В этом же письме есть кое-что о Раисе:
“Кстати, получаешь ли ты известия о Раисе? Если получаешь, сообщи мне, что знаешь о ней, а если не получаешь, то, пожалуйста, постарайся получить. Меня очень интересует все, что касается до нее… Я думаю о ней часто, иногда с досадою, иногда с грустью, иногда с добрым чувством и с сильным желанием увидеть ее… Когда я говорю о своей грусти, то ты при этом должна иметь в виду, что для меня всякая грусть несравненно легче насморка и возбуждается каким-нибудь трогательным романом. Но как бы то ни было, мне бы хотелось знать, что с нею делается, и ты, друг мой, maman, сделаешь мне большое одолжение, если сообщишь что-нибудь о ней”.
Обыкновенный припев, которым заканчивает Писарев свои письма, таков: “Что мне делается! – по обыкновению здоров и счастлив”.
Жажда жизни, деятельности не умолкает в нем ни на минуту. То и дело строит он планы будущего, т. е. будущих работ. Под работой же для себя он разумеет, понятно, прежде всего литературу.
“Для меня, – пишет он, – журналист есть высший идеал человека и благороднейшее существо. Я, как хороший ремесленник, горжусь своим ремеслом точно так же, как им гордится в Германии каждый сапожник и булочник. Впрочем, если обстоятельства заставят отправиться в места отдаленнейшие и бросить журналистику, то и тут плакать нечего: куда бы меня ни отправили, ведь дороги всюду есть, а средства на проезд для тебя и Верочки можно будет найти. Ведь я не безрукий и не безголовый человек. Работа найдется, а если будет работа, то средства будут. Неужели я только и способен быть, что литератором? В случае надобности сумею быть и конторщиком, и домашним учителем. Но, разумеется, это. лишь в случае безусловной крайности”.
“Журналистика, – пишет он 24 декабря 1864 года, – мое призвание. Это я твердо знаю. Написать в месяц от 4 до 5 печатных листов я могу незаметно и уже нисколько не утруждая себя; форма выражения дается мне теперь еще легче, чем прежде, но только я становлюсь строже и требовательнее к себе в отношении мысли, больше обдумываю, стараюсь яснее отдавать себе отчет в том, что пишу”.
С особенным наслаждением строит Писарев планы своих будущих литературных работ.
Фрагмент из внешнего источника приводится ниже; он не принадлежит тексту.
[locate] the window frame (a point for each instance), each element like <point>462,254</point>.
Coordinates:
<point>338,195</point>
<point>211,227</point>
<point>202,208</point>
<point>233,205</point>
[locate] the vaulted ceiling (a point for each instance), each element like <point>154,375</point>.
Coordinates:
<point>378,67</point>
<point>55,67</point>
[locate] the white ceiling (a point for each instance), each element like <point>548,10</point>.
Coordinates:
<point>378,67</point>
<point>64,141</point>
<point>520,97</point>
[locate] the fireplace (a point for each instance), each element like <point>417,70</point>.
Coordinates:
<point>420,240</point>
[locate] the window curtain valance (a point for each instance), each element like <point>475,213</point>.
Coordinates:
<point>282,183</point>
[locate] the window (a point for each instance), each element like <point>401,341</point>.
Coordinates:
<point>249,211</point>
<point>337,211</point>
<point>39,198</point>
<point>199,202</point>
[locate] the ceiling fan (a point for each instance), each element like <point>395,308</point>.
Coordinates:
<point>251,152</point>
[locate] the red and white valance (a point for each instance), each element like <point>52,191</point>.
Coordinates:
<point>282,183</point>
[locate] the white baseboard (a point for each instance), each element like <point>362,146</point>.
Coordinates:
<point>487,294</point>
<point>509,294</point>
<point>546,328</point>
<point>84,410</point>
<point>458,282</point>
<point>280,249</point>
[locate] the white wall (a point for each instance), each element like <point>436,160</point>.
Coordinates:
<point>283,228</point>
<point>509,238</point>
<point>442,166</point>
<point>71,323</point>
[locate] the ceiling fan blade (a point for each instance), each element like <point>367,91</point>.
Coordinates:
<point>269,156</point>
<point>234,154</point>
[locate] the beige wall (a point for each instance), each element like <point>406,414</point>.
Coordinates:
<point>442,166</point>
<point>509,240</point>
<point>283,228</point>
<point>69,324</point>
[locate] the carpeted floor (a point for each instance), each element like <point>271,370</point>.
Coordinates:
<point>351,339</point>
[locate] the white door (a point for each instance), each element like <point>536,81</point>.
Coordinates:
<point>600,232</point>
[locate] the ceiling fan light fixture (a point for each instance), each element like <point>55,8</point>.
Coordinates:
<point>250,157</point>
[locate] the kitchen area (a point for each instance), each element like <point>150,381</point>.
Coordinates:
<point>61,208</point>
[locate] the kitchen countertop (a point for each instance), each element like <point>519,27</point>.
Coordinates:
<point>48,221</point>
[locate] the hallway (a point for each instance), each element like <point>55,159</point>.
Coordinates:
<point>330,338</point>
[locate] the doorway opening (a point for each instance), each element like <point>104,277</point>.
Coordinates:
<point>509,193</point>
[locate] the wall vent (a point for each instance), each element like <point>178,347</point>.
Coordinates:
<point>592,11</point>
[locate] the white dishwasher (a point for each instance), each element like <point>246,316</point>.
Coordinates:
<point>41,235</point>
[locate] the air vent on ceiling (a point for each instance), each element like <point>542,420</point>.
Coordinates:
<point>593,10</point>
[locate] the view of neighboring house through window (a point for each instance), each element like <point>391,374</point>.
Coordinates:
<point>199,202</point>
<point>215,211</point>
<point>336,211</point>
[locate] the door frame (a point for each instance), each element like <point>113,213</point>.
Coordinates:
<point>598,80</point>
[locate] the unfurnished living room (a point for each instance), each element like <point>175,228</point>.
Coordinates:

“Мой взгляд на вещи, – говорит он, – и тот план, по которому я намерен со временем построить мою жизнь и деятельность, выясняются для меня с каждым днем явственнее и отчетливее. Если мне удастся выйти опять на ровную дорогу, т. е. жить в Петербурге и писать в журнале, то я, наверное, буду самым последовательным из русских писателей и доведу свою идею до таких ясных и осязательных результатов, до каких еще никто не доводил раньше меня”.
“Все наши хорошие писатели имели значительную слабость к общим рассуждениям и высшим взглядам, и у меня есть эта слабость, хоть я еще и не считаю себя хорошим писателем; но я понимаю, несмотря на эту слабость, что общие рассуждения и высшие взгляды составляют совершенно бесполезную роскошь и мертвый капитал для такого общества, которому недостает самых простых и элементарных знаний. Поэтому обществу надо давать эти необходимые знания, т. е. знакомить публику с лучшими представителями европейской науки. Мне эта задача во всех отношениях по душе и по силам. Во-первых, я пишу, как тебе известно, чрезвычайно быстро; во-вторых, я пишу весело и занимательно; в-третьих, я усваиваю себе очень легко чужие мысли, так что могу передавать их совершенно понятным образом; и, наконец, в-четвертых, я одержим страстной охотой читать. Все эти свойства до сих пор все еще растут и развиваются во мне, так что каждая новая статья моя выходит живее и пишется легче, чем предыдущая. При таких условиях я, нимало не утомляя себя, могу писать по 50 листов в год, т. е. по 800 страниц. Стоит только выбирать тщательно сюжет статей, и, таким образом, публика ежегодно будет получать целую массу знаний по самым разнородным предметам. Припомни теперь, сколько пользы принес Белинский, и сообрази, что Белинский ограничивается почти исключительно областью литературной критики; кроме того, Белинский был человек больной и раздражительный, что непременно мешало ясности и последовательности работы. Принявши все это в расчет, ты поймешь, сколько настоящей пользы могу принести я при моем порядочном здоровье, при моей способности писать, не раздражаясь, при моей ненависти к фразам и при моем постоянном стремлении доказывать и объяснять, придерживаясь метода опытных наук… Но ты не думай, однако, что, упиваясь этими обаятельными мыслями, я забываю свое настоящее положение. Я очень хорошо знаю, что я не стою на ровной дороге и что, может быть, мне долго или совсем не удастся попасть на нее обратно. Но, во-первых, приятно чувствовать в себе силу быть полезным, хотя бы даже и не удалось приложить эту силу к работе, а во-вторых, я не могу роптать на свое положение потому, что по глубокому убеждению моему без теперешней моей катастрофы мысли мои ни за что бы не пришли в такую ясность, а способности не развивались бы с такой полнотой и правильностью, как это произошло теперь.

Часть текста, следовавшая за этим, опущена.